Queste nuove conoscenze sulla patogenesi della malattia potranno anche favorire una migliore comprensione della base della evidente variabilità interindividuale nella suscettibilità alla NAFLD avanzata. Studi familiari ed etnici suggeriscono un ruolo per fattori genetici ed evidenziano nuovi geni candidati, meritevoli di studio nell’ambito delle associazioni alleliche.

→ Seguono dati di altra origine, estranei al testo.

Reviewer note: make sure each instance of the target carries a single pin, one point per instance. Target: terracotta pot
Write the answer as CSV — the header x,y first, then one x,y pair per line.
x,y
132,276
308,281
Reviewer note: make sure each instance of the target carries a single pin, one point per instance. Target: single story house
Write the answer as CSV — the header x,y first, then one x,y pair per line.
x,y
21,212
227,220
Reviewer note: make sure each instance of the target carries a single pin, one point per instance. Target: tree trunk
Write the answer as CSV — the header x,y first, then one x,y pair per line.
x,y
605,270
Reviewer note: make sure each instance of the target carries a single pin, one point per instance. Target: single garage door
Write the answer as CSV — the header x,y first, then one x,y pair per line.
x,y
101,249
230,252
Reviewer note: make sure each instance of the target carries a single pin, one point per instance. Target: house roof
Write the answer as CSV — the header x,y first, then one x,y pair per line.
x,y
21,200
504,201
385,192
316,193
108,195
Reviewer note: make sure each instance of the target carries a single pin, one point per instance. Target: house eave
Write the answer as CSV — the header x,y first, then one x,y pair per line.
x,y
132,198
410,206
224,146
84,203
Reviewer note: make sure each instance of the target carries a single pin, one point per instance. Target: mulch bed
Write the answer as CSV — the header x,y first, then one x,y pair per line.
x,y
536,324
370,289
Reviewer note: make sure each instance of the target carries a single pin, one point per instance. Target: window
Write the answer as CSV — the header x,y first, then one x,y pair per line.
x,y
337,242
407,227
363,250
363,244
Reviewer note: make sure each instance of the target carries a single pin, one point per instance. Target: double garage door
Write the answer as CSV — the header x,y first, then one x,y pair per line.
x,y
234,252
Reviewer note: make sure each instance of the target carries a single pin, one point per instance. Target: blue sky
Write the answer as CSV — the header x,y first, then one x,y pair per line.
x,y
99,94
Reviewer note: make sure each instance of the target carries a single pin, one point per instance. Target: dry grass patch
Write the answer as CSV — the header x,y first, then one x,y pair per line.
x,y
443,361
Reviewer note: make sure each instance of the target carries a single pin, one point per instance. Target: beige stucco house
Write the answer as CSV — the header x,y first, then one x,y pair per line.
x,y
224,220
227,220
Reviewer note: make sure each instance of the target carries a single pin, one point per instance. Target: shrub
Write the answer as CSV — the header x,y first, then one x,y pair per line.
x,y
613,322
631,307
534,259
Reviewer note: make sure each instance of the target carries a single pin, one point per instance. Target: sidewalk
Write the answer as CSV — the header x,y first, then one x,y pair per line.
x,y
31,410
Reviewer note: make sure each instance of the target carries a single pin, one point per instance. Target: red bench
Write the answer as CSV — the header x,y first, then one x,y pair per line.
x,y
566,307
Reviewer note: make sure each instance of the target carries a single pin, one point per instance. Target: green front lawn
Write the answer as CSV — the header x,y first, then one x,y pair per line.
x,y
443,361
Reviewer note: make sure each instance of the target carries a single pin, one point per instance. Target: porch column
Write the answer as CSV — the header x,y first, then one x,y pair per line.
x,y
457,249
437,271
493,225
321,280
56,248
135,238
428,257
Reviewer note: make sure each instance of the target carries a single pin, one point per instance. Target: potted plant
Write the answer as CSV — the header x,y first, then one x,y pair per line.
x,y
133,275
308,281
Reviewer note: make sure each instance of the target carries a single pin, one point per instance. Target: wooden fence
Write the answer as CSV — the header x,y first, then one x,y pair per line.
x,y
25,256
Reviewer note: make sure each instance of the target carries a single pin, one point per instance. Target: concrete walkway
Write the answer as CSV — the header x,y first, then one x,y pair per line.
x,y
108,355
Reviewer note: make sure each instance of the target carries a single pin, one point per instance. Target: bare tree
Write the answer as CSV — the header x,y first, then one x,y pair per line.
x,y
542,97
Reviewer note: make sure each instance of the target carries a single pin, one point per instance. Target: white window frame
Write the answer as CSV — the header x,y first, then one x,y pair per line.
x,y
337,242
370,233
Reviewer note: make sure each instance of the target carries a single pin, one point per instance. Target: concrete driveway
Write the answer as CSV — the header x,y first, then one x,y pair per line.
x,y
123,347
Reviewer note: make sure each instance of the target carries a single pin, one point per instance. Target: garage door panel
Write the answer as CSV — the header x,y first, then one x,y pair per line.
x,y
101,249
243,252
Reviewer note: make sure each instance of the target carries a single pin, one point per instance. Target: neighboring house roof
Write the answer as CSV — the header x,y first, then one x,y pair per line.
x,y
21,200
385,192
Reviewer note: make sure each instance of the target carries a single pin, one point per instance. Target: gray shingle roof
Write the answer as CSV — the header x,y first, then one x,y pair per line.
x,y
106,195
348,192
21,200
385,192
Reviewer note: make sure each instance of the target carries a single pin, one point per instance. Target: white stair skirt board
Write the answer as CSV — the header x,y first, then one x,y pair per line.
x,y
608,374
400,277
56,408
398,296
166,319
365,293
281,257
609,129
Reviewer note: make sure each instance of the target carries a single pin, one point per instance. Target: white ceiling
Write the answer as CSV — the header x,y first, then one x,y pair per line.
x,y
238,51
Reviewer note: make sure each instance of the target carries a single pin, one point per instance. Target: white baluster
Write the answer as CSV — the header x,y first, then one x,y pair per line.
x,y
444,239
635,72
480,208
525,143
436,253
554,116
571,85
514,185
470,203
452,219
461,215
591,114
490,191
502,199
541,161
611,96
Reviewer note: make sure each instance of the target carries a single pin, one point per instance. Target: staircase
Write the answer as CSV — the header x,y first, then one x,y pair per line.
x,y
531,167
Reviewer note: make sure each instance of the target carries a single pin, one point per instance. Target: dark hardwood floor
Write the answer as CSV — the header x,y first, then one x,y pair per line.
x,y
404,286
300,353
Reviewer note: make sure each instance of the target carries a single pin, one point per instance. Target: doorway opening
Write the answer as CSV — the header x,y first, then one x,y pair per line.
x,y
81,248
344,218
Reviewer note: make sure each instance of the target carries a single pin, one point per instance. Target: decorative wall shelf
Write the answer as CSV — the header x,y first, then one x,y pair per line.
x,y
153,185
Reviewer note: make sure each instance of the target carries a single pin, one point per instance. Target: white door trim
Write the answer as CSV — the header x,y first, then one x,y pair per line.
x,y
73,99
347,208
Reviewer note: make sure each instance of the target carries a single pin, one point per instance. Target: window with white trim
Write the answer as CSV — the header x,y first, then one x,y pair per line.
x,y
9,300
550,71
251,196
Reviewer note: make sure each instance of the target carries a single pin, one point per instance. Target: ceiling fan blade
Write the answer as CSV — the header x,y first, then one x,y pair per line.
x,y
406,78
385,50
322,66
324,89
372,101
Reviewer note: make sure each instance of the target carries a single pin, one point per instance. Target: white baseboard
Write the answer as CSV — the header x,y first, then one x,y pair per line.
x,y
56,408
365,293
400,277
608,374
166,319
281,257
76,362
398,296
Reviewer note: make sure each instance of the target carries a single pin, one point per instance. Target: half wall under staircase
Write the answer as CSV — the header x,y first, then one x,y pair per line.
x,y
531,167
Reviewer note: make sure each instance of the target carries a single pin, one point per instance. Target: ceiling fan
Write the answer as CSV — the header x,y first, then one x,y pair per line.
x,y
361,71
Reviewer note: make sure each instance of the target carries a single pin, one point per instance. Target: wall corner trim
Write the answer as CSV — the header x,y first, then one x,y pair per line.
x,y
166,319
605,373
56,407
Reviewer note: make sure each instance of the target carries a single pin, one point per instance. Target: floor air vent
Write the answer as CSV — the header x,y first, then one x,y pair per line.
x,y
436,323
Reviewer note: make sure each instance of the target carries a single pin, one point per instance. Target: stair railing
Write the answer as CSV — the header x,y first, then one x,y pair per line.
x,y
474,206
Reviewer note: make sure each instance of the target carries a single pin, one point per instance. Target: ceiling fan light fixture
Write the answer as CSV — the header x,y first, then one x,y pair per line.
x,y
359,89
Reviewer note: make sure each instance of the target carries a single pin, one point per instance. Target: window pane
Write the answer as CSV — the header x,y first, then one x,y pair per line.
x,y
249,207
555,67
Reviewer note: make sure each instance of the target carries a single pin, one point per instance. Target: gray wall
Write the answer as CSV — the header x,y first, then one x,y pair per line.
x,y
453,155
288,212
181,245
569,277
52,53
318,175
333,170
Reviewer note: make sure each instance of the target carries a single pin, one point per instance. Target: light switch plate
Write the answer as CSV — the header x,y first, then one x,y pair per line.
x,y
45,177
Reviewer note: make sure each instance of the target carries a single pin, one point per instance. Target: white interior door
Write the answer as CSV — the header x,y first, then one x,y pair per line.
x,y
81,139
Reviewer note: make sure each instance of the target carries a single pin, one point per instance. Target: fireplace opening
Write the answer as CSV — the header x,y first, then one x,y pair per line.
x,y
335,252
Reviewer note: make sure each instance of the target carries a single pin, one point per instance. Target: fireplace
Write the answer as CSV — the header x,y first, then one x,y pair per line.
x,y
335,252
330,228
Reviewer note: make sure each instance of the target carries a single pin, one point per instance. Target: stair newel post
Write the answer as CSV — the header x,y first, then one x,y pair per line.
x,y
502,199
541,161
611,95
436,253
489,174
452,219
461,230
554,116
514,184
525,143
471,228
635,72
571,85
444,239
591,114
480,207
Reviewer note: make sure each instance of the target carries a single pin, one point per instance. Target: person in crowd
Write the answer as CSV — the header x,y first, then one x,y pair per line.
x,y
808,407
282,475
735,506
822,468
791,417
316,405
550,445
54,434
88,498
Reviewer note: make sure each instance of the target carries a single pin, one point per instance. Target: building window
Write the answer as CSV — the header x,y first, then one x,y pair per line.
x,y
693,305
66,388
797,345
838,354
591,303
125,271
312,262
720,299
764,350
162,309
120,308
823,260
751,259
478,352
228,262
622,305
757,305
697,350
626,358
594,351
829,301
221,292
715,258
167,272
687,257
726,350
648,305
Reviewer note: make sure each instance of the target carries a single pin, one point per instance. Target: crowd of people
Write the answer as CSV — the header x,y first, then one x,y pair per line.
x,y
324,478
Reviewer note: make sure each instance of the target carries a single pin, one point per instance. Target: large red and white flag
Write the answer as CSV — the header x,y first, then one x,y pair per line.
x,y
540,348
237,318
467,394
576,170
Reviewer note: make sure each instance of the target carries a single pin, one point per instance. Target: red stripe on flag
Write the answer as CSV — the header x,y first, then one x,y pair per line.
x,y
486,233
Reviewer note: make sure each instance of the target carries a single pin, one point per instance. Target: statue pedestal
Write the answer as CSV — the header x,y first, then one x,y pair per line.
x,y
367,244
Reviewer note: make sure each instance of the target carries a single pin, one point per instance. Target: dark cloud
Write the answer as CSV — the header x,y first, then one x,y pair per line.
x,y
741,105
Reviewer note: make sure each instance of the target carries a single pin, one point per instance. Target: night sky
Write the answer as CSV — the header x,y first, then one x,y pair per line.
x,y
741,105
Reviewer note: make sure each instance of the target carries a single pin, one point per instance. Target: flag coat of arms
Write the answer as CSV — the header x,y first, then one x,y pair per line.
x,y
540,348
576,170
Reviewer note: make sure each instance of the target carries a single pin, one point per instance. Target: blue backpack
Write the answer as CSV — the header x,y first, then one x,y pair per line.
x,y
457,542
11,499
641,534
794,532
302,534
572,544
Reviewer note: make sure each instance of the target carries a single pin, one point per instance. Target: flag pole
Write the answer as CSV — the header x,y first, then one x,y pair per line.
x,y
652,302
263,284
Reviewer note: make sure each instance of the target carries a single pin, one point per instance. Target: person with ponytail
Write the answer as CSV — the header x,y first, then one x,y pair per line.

La questione maggiormente irrisolta è quella sulla natura della relazione tra steatosi epatica semplice e NASH. Sono necessari studi longitudinali per definire la vera storia naturale della NAFLD e per delineare i componenti chiave della progressione di malattia attraverso lo sforzo combinato dei ricercatori di base e dei ricercatori clinici. La conoscenza dei meccanismi molecolari che sottendono lo sviluppo della NASH faciliterà lo sviluppo di interventi specifici allo scopo di prevenire la progressione della NAFLD.